Movie review by Greg Carlson

We are less than two months into the new year and “Chronicle” isn’t even the first movie to feature the gimmick suggesting that its entire story was compiled from found material shot by characters on personal camcorders and supplemented by news footage and security tapes. That dubious distinction belongs to “The Devil Inside,” a failed rehash of every cliché of the exorcism genre that feels plagiarized from first frame to last. In “Chronicle,” director Josh Trank and screenwriter Max Landis, working from a story they co-wrote, angle for the superhero/science fiction action thriller instead, and their movie operates like a mashup of the “X-Men” series and “Cloverfield.”

Although the ideological origins of the phony documentary technique date back at least as far as “Cannibal Holocaust” in 1980, the contemporary popularity of the “recovered footage” genre/style owes nearly everything to “The Blair Witch Project” in 1999, which collected more than a quarter of a billon dollars on a final budget of less than one million. No matter how well constructed (and who supposedly edits these things into tidy feature-length entertainments anyway?), the home movie approach carries with it the constant threat of irritation and annoyance at the deliberately jittery handheld compositions and the artifice of the confessional and direct camera address.
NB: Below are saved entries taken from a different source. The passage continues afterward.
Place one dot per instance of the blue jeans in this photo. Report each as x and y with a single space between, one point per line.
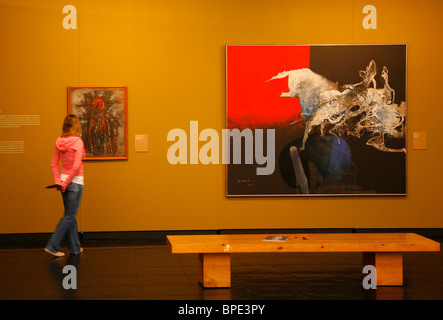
67 227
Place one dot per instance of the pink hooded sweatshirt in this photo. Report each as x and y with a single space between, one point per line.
71 151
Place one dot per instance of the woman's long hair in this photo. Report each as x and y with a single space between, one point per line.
71 126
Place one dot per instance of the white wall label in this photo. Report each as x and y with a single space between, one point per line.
70 20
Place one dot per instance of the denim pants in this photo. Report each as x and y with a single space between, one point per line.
67 227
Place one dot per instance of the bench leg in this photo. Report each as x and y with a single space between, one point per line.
389 266
215 270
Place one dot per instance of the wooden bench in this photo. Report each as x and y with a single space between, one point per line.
382 250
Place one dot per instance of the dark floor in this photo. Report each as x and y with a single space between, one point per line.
153 273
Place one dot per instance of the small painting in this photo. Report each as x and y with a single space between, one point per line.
103 114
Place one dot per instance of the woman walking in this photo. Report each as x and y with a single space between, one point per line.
70 150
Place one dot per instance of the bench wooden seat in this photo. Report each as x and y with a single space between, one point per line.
382 250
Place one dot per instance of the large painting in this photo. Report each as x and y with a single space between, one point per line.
334 117
103 113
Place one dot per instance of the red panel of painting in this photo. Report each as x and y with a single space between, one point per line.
251 99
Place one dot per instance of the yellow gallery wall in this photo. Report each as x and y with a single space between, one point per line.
171 56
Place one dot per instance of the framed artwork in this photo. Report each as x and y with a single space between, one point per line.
334 116
103 114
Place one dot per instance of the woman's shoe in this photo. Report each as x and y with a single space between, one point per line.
56 254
Bullied Seattle teen Andrew Detmer (Dane DeHaan) religiously archives the events of his life with his prized video camera, from the regular abuse of his alcoholic father to the painful decline of his cancer-stricken mother. Along with his better-adjusted cousin Matt (Alex Russell) and the popular quarterback Steve (Michael B. Jordan), Andrew attends a late night party where the trio acquires supernatural abilities after coming into contact with a crystalline substance deep inside a mysterious hole in the ground. Learning to control their telekinetic powers, the boys triangulate into id (Andrew’s unchecked wish fulfillment), ego (Steve’s calm and more measured skill development) and superego (Matt’s moral centeredness and sense of conscience).
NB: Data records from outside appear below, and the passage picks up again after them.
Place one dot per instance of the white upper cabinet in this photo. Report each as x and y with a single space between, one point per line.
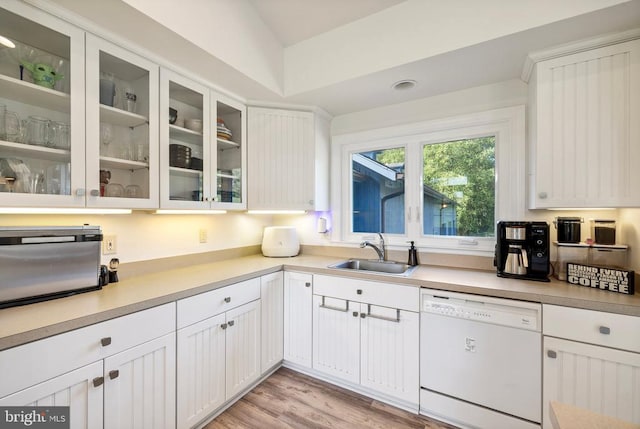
185 153
229 152
288 160
122 127
42 83
202 146
584 132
While “Chronicle” fails to overcome its superficial philosophizing – Nietzsche’s name is perhaps deliberately unspoken even though several other thinkers are referenced – the impressive deployment of visual effects juices the action with a handful of genuinely stimulating scenes. As the young men teach themselves to fly, the ever-present camera journeys skyward with them, presenting a bird’s eye view of freedom in the clouds as good as anything in films with much bigger budgets. Most of the depictions of mind over matter succeed precisely because they seem exactly like the sort of stunts teenagers with newfound gifts would attempt.
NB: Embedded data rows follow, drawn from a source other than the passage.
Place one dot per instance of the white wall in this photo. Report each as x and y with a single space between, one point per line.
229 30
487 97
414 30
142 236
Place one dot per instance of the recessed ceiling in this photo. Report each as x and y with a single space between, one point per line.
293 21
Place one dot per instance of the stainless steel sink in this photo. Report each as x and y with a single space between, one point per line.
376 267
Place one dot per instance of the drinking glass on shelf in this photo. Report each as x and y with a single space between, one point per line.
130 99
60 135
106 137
Most disappointingly, “Chronicle” adheres strictly to a male point of view, miserably failing the Bechdel Test even though one promising female character played by Ashley Hinshaw shares Andrew’s penchant for near non-stop personal video recording. Initially, Hinshaw’s Casey appears to be headed toward a position as a voice of reason, but the script rapidly pigeonholes her as a passive love interest for Matt, and she essentially fades from prominent view. By the last act, Andrew’s supervillain act backs “Chronicle” into a familiar corner, and the story has nowhere to go but down.